Uno de los pedidos expresos de Scioli fue para que, desde la Dirección Provincial de Energía (DPE), se empiecen a controlar y regularizar las conexiones eléctricas, algo que incluso fue transmitido por funcionarios del área en una reunión que mantuvieron con las distribuidoras de concesión nacional (Edesur, Edenor y Edelap) por el pago de la deuda por el consumo eléctrico de las villas. Es que, justamente, en más del 80% de los asentamientos, los principales problemas son los servicios de agua y cloacas, y de luz. Por el lado eléctrico, preocupa la informalidad: en el Área Metropolitana hubo, en los últimos cinco años, cerca de 100 accidentes con alrededor de 30 victimas fatales (sólo los casos denunciados) como consecuencia de conexiones de electricidad caseras.
Actualmente, las distribuidoras que atienden a villas del Conurbano y la Capital (Edesur y Edenor), tienen medidores comunitarios que registran el consumo total del asentamiento, quedando pendiente la inclusión de medidores individuales, que llegaría de la mano de la urbanización.
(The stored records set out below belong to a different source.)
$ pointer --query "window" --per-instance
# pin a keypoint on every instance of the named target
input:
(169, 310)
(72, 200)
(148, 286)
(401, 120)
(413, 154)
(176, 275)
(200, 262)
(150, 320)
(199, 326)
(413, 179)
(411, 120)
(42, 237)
Sin embargo, por razones de seguridad, no controlan conexiones internas.
Con el esquema actual del servicio eléctrico, tanto en Capital como en el Conurbano, los respectivos estados comunales se hacen cargo de abonarles a las distribuidoras, en algunos casos con planes de cuotas, el equivalente al consumo total del asentamiento.
En este contexto, el problema que se presentó en los últimos años es el crecimiento exponencial de la demanda eléctrica de los conglomerados, algo que opera como factor de riesgo para el sistema interconectado nacional en días donde el consumo es elevado: en la comparación interanual, el crecimiento del consumo eléctrico en las villas de emergencia ronda el 15%, mientras que, según datos oficiales, el sector residencial crece a menos de la mitad. “En las villas, el mayor consumo se da en invierno, donde la gente improvisa formas de calefacción precaria (Ver: Calentadores caseros), que muchas veces ponen en riesgo la salud individual”, explicaron a este medio desde una de las prestatarias. La cuestión es que la gente que habita en estos barrios, no recibe gas por redes, sólo apto para viviendas de material, y está obligada, por el elevado precio del gas en garrafas, a usar la energía eléctrica para calefaccionar y hasta cocinar.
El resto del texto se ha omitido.